Dan hasilnya pun tetap dimenangkan oleh Ferdinand Marcos.
Kemenangan itu membuat sebagian orang berbahagia namun ada sebagian lagi ingin menolak kemenangan itu.
Kelompok yang menolak kemenangan itu tentu tidaklah begitu berarti bagi Ferdinand Marcos karena dengan jumlah suara yang lebih banyak telah membuktikan bahwa jumlah orang yang bahagia menerima kemenangannya tentu akan lebih banyak.
Tapi sayang cukup disayang.
Orang-orang yang menolak kemenangan itu berkumpul di Epifanio de los Santos Avenue (EDSA)
Mereka berkumpul sambil berdoa bersama para pemuka agama untuk menguatkan doa doa mereka. 22 Februari 1986.

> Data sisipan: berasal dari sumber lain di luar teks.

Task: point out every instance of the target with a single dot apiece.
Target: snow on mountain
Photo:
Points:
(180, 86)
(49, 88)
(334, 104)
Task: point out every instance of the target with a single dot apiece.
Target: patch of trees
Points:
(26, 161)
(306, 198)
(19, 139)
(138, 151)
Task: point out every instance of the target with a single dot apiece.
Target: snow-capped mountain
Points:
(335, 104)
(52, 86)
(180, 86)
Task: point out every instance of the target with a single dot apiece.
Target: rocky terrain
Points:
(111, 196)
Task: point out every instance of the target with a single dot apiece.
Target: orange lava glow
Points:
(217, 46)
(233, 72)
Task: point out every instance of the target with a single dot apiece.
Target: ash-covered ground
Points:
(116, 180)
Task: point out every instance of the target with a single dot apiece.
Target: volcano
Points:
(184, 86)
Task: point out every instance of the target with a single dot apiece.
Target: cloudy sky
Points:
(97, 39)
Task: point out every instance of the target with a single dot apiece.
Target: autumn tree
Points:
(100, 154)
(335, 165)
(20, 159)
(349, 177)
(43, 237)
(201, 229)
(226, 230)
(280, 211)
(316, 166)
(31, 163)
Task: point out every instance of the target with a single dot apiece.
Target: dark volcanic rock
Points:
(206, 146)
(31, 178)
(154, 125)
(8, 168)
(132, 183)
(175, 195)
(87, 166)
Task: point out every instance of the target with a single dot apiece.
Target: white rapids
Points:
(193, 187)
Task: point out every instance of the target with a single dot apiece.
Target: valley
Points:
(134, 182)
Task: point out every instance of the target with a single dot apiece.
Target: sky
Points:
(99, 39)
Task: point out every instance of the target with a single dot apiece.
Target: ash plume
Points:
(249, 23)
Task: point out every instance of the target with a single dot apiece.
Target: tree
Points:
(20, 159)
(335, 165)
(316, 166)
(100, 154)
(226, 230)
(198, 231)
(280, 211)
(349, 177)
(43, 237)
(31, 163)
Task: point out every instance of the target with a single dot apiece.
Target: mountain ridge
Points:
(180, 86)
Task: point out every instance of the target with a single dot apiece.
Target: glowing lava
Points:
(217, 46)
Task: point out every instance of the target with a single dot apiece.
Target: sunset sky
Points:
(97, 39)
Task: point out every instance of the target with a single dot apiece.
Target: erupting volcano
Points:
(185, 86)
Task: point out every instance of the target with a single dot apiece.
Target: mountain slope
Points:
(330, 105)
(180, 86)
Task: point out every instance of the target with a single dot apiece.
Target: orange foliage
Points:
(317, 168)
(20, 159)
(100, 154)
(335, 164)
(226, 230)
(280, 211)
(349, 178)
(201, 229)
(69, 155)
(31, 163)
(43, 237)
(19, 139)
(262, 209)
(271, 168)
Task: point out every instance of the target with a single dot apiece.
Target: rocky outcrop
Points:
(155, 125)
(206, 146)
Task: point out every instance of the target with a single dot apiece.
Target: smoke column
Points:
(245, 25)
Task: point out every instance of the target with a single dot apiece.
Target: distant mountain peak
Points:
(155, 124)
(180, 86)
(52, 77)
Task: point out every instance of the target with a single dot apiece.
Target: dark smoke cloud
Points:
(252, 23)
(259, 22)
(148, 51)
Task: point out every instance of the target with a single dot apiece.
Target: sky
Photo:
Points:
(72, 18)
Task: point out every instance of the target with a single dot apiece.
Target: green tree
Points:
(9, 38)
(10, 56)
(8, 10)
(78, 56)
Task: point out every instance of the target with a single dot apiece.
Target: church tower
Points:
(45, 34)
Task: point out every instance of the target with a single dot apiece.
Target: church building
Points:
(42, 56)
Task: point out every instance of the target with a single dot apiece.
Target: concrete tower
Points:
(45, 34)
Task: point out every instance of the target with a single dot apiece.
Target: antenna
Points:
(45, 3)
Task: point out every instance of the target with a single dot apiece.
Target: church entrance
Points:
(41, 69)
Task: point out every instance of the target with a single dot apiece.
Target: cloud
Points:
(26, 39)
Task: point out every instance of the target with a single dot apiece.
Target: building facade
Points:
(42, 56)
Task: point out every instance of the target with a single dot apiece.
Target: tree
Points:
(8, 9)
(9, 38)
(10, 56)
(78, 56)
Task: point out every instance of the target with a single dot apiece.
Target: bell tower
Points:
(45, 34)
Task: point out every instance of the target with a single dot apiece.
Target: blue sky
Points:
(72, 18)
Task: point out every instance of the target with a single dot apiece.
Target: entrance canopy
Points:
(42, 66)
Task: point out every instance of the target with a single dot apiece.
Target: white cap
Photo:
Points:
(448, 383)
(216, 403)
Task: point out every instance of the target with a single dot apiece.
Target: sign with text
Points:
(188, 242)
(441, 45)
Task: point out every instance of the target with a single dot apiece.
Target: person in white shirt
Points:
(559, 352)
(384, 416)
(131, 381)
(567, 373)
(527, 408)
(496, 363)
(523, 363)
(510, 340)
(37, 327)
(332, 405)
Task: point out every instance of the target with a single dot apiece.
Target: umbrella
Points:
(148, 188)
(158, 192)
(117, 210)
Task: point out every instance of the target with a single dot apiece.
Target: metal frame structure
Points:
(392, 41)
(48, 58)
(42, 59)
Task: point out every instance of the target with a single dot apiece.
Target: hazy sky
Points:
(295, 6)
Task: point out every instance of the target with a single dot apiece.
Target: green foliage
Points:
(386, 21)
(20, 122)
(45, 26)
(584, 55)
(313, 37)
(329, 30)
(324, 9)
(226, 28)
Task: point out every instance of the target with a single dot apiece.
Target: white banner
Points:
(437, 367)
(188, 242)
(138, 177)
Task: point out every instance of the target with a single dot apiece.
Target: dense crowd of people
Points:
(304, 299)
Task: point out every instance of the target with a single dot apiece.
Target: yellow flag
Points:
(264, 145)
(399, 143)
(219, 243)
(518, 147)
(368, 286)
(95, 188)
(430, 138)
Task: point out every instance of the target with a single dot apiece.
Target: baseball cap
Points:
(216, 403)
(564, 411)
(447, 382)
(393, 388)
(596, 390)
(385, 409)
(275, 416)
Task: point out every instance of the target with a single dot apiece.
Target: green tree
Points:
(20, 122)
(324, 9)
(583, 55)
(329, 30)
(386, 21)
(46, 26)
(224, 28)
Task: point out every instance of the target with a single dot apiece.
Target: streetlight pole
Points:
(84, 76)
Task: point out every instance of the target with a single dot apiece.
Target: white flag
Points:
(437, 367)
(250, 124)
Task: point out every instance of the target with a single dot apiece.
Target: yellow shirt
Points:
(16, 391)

Mereka berkumpul menyampaikan kepada publik tentang hal hal yang sebenarnya terjadi di pemerintahan Ferdinand Marcos.
Dengan dukungan doa doa para pemuka agama mereka tidak takut mati ditembak oleh militer, tiada henti 24 jam mereka berkumpul untuk menyampaikan segala hal kecurangan pemerintah kepada masyarakat dan akhirnya dukungan pun terus bertambah.
Hal yang mereka sampaikan terkait ekonomi rakyat, korupsi, hutang luar negeri, pembodohan publik, kecurangan Pilpres, dll.
Aksi itu merupakan aksi damai tanpa kekerasan dan berlangsung selama empat hari hingga mengundang perhatian seluruh masyarakat Filipina dan juga perhatian dari luar negeri.